Friday, October 31, 2003

Myth of lemmings' suicide is driven over the cliff

The Times, London, 31 October
Myth of lemmings' suicide is driven over the cliff
By Stephen Brook


SCIENTISTS have solved one of the world’s great mysteries. The reason lemmings suicidally hurl themselves over cliffs is that. . . they don’t.
The myth arose because of sudden, severe falls in the population of the hamster-like rodent. Scientists have long been puzzled by the four-year cycle of boom and bust, which would see the Arctic tundra teeming with lemmings one year, only for them to disappear almost completely the next. They blamed changes in food supply and habitat while almost everyone else put it down to mass suicide.

But yesterday researchers pinned the blame on a quartet of Arctic predators: the arctic fox, the snowy owl, the stoat and the long-tailed skua. “It’s been an unsolved question for 80 years,” Olivier Gilg, a researcher at the University of Helsinki, said.

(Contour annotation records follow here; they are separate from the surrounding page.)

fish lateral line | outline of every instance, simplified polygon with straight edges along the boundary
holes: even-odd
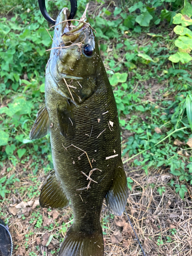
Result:
[[[100,172],[102,172],[101,170],[100,170],[98,168],[94,168],[94,169],[92,169],[92,170],[90,170],[90,172],[89,172],[89,176],[88,175],[87,175],[86,174],[85,174],[84,173],[83,173],[83,172],[81,172],[81,174],[83,174],[83,175],[84,175],[85,176],[86,176],[87,177],[87,180],[90,180],[90,181],[89,182],[89,183],[88,183],[88,185],[87,187],[86,187],[86,188],[87,188],[87,189],[89,189],[89,188],[91,188],[90,184],[91,184],[92,181],[93,181],[93,182],[95,182],[95,183],[98,183],[98,182],[97,182],[97,181],[95,181],[93,180],[91,178],[91,176],[92,174],[92,173],[93,173],[93,172],[94,170],[100,170]],[[81,190],[82,190],[82,189],[81,189]]]
[[[62,146],[64,147],[64,148],[65,148],[66,150],[67,150],[67,148],[68,148],[68,147],[70,147],[70,146],[74,146],[74,147],[75,147],[76,148],[77,148],[78,150],[80,150],[80,151],[82,151],[83,152],[84,152],[84,153],[85,153],[85,154],[86,154],[87,157],[88,158],[88,160],[89,160],[89,163],[90,163],[90,165],[91,165],[91,168],[93,168],[92,165],[91,165],[91,163],[90,160],[89,160],[89,157],[88,157],[88,155],[87,153],[86,152],[86,151],[85,151],[84,150],[81,150],[81,148],[80,148],[79,147],[78,147],[77,146],[75,146],[75,145],[73,145],[73,144],[71,144],[71,145],[70,145],[70,146],[67,146],[67,147],[66,147],[64,146],[64,145],[62,144],[62,143],[61,143],[61,144],[62,144]]]

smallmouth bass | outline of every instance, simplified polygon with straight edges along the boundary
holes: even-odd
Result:
[[[67,8],[57,18],[46,105],[30,132],[31,139],[50,133],[54,170],[41,189],[41,206],[65,207],[70,201],[73,211],[59,256],[103,255],[103,199],[121,215],[128,196],[115,98],[86,11],[76,27],[66,21]]]

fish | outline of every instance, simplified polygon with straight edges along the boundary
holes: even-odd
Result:
[[[54,169],[41,189],[40,206],[63,208],[70,203],[73,212],[59,256],[103,255],[103,200],[110,212],[120,216],[128,197],[115,99],[87,8],[76,26],[67,21],[67,8],[56,19],[46,104],[30,134],[35,139],[50,133]]]

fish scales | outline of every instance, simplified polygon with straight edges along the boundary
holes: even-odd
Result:
[[[68,14],[64,8],[56,24]],[[81,19],[89,22],[84,14]],[[73,32],[68,23],[55,29],[52,48],[69,45],[71,36],[71,49],[51,51],[46,105],[37,113],[30,133],[36,139],[50,132],[54,170],[41,190],[40,205],[66,207],[70,202],[73,211],[60,256],[103,255],[103,199],[112,212],[121,215],[128,195],[115,100],[95,36],[83,22]],[[86,55],[88,48],[91,56]]]

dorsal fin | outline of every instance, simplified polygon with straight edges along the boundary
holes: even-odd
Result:
[[[29,135],[31,140],[40,139],[49,133],[49,119],[46,105],[37,113],[37,118]]]

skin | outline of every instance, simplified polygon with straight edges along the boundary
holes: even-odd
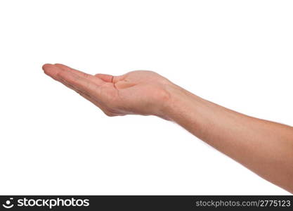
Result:
[[[174,121],[266,180],[293,193],[293,127],[223,108],[151,71],[91,75],[61,64],[44,72],[108,116],[156,115]]]

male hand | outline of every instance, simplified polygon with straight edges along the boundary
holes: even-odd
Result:
[[[166,78],[151,71],[120,76],[95,75],[61,64],[46,64],[44,72],[100,108],[107,115],[155,115],[168,119],[164,108],[170,98]]]

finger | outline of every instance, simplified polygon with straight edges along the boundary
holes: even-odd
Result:
[[[85,93],[97,94],[98,86],[89,79],[82,77],[72,71],[64,70],[56,65],[46,64],[43,66],[46,74],[59,82],[65,83]]]
[[[101,79],[105,82],[109,82],[109,83],[113,82],[114,76],[111,75],[98,73],[98,74],[96,74],[95,76],[99,79]]]
[[[90,96],[89,96],[89,95],[87,95],[84,93],[82,93],[82,91],[77,91],[77,92],[78,94],[79,94],[80,96],[82,96],[82,97],[84,97],[84,98],[86,98],[86,100],[90,101],[91,103],[92,103],[93,105],[97,106],[98,108],[100,108],[106,115],[108,115],[108,116],[115,116],[115,114],[108,112],[108,110],[104,106],[103,106],[98,102],[97,102],[96,101],[93,99]]]
[[[70,71],[70,72],[72,72],[80,76],[81,77],[84,77],[84,78],[89,79],[91,80],[93,82],[95,82],[98,85],[101,85],[101,84],[103,84],[103,80],[101,80],[99,78],[97,78],[96,77],[94,77],[93,75],[92,75],[91,74],[88,74],[88,73],[86,73],[86,72],[84,72],[71,68],[70,68],[68,66],[66,66],[65,65],[63,65],[63,64],[58,64],[58,64],[55,64],[54,65],[61,68],[64,71]]]

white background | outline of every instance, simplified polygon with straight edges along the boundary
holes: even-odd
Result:
[[[292,1],[1,1],[1,194],[289,194],[155,117],[108,117],[43,73],[150,70],[293,125]]]

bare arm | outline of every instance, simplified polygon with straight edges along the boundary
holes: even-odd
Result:
[[[293,193],[293,127],[249,117],[204,100],[150,71],[95,76],[45,65],[45,73],[109,116],[154,115],[174,121],[202,141]]]

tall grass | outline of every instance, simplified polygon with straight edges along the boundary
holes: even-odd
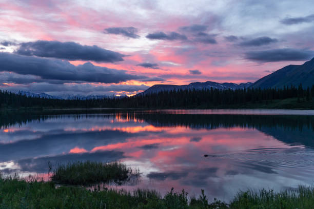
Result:
[[[314,208],[314,186],[300,186],[278,193],[265,189],[240,192],[227,204],[215,199],[209,202],[203,190],[199,197],[189,198],[184,190],[178,193],[173,188],[163,197],[155,190],[108,190],[105,184],[94,190],[72,185],[56,187],[55,185],[56,182],[77,185],[122,180],[132,173],[123,163],[88,161],[59,165],[54,171],[52,180],[48,182],[38,181],[35,178],[26,181],[17,175],[5,177],[0,172],[0,209]]]
[[[60,184],[88,185],[111,181],[121,181],[138,175],[121,162],[77,162],[60,164],[53,172],[51,179]]]
[[[203,190],[199,197],[189,198],[184,190],[177,193],[172,188],[162,197],[154,190],[139,189],[130,192],[100,188],[90,191],[74,186],[56,187],[53,181],[27,181],[16,175],[0,175],[0,209],[305,209],[313,208],[313,189],[300,186],[279,193],[266,190],[241,192],[226,204],[215,199],[209,203]]]
[[[299,186],[279,193],[262,189],[239,193],[231,201],[232,208],[313,208],[314,187]]]

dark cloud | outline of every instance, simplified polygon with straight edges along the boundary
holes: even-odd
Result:
[[[136,65],[137,66],[142,66],[146,68],[158,69],[158,64],[156,63],[143,62]]]
[[[314,51],[295,49],[276,49],[247,52],[245,58],[259,62],[306,60],[314,56]]]
[[[59,59],[28,57],[0,53],[0,72],[33,75],[42,78],[61,80],[119,83],[132,79],[148,78],[126,73],[126,71],[93,65],[90,62],[77,66]]]
[[[202,137],[193,137],[190,139],[190,141],[198,142],[202,140]]]
[[[125,55],[96,46],[81,45],[74,42],[37,40],[21,44],[14,52],[26,56],[54,57],[69,60],[113,62],[123,60]]]
[[[226,175],[226,176],[235,176],[239,174],[239,173],[238,171],[234,170],[227,171],[226,171],[226,173],[225,173],[225,175]]]
[[[4,46],[5,47],[8,47],[9,46],[15,46],[17,45],[16,43],[9,40],[4,40],[3,41],[0,42],[0,45]]]
[[[217,34],[209,34],[203,32],[199,32],[195,35],[195,38],[193,40],[195,42],[199,42],[203,44],[217,44],[214,37]]]
[[[106,33],[120,34],[132,38],[140,37],[140,36],[136,34],[138,29],[133,27],[108,28],[104,30]]]
[[[199,70],[190,70],[189,72],[190,74],[193,75],[201,75],[202,74],[202,72],[200,71]]]
[[[164,181],[166,178],[169,178],[172,180],[178,180],[187,176],[188,174],[188,172],[151,172],[147,175],[147,177],[150,179],[159,180],[161,181]]]
[[[263,36],[248,40],[245,40],[240,43],[239,45],[243,47],[259,47],[277,42],[278,41],[278,40],[276,38],[271,38],[269,37]]]
[[[146,144],[143,146],[139,147],[139,148],[143,149],[144,150],[152,150],[158,149],[159,147],[159,143],[156,143],[150,144]]]
[[[156,32],[153,33],[149,33],[146,36],[146,38],[151,39],[159,39],[159,40],[187,40],[187,37],[182,34],[180,34],[176,32],[171,32],[168,34],[163,32]]]
[[[152,78],[145,78],[140,80],[141,81],[149,82],[149,81],[164,81],[166,79],[158,77],[153,77]]]
[[[234,42],[238,40],[238,38],[234,35],[229,35],[228,36],[225,36],[225,39],[229,42]]]
[[[313,21],[314,21],[314,14],[305,17],[286,17],[280,20],[280,22],[285,25],[295,25],[303,23],[310,23]]]
[[[183,31],[195,33],[205,31],[207,29],[208,26],[205,25],[192,25],[189,26],[184,26],[180,28],[180,30]]]

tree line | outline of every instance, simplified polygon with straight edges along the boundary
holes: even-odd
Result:
[[[185,89],[164,91],[150,94],[139,94],[132,97],[104,97],[82,100],[46,99],[32,97],[21,93],[0,90],[0,107],[16,108],[214,108],[233,107],[246,103],[252,105],[273,100],[296,98],[298,102],[311,101],[314,98],[314,85],[304,89],[298,87],[283,88],[220,90],[214,88],[202,90]],[[314,107],[313,107],[314,108]]]

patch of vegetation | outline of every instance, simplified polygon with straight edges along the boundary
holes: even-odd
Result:
[[[154,190],[138,189],[130,192],[100,186],[92,190],[74,186],[56,187],[53,181],[27,181],[16,175],[5,178],[0,174],[0,209],[305,209],[314,205],[313,189],[300,186],[279,193],[271,190],[241,192],[227,204],[216,199],[209,203],[203,190],[198,198],[189,198],[184,190],[177,193],[173,188],[162,197]]]
[[[132,175],[139,175],[126,164],[117,162],[77,162],[58,165],[53,171],[51,179],[60,184],[89,185],[127,180]]]
[[[263,189],[239,193],[231,201],[231,208],[312,208],[314,188],[299,186],[280,193]]]

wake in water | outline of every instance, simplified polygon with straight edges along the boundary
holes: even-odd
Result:
[[[207,154],[204,157],[227,158],[246,167],[256,164],[276,169],[314,167],[314,149],[303,145],[250,149]]]

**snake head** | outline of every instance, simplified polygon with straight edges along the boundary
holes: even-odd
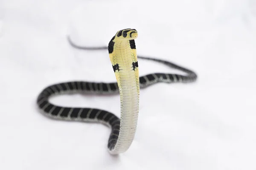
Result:
[[[118,31],[116,35],[120,40],[131,40],[138,37],[138,33],[135,29],[127,28]]]

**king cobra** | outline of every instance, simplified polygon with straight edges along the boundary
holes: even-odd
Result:
[[[77,48],[108,48],[117,82],[105,83],[73,81],[54,84],[45,88],[37,100],[39,109],[51,118],[70,121],[93,122],[111,128],[108,147],[111,154],[126,151],[134,139],[138,120],[140,88],[143,88],[159,82],[172,83],[195,81],[197,75],[193,71],[163,60],[137,56],[134,39],[138,37],[135,29],[120,30],[111,39],[108,47],[81,47],[70,42]],[[139,77],[138,58],[153,60],[186,73],[177,74],[154,73]],[[53,94],[74,92],[90,92],[98,94],[119,92],[121,116],[107,111],[93,108],[63,107],[51,103],[49,97]]]

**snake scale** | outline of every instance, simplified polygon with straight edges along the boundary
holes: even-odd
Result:
[[[117,154],[126,151],[134,138],[138,119],[140,88],[159,82],[172,83],[195,81],[193,71],[171,62],[155,58],[137,56],[134,39],[138,37],[135,29],[119,31],[111,39],[108,47],[87,48],[83,49],[108,49],[117,82],[105,83],[73,81],[49,85],[39,94],[37,103],[44,114],[57,119],[93,122],[105,124],[111,128],[108,147],[110,153]],[[154,73],[139,77],[137,59],[153,60],[187,74]],[[93,108],[63,107],[51,103],[49,98],[53,94],[70,92],[95,94],[119,93],[121,117],[108,111]]]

Dr Gilg and his colleagues studied the collared lemming in Greenland’s high Arctic tundra for 15 years and published their research in the journal Science yesterday.

They found that when the lemming population increased, so did the numbers of foxes, owls and skuas. The stoats took a year to catch up, because of slower reproduction.

By the time they did, the number of predators feasting on the lemmings drove their numbers down. Then the foxes, skuas and owls moved on to other prey, but the stoats ate only lemmings and died away — starting the cycle again.

Dr Gilg said the myth of mass suicide lay with an unlikely villain — Walt Disney. Lemmings sometimes fell over cliffs during chaotic mass migrations. But the 1958 Disney documentary White Wilderness is said to have faked footage of them rushing en masse for the nearest cliff and hurling themselves over.

“If a Walt Disney documentary presented it as lemming suicide, then it must have been true,” Dr Gilg said.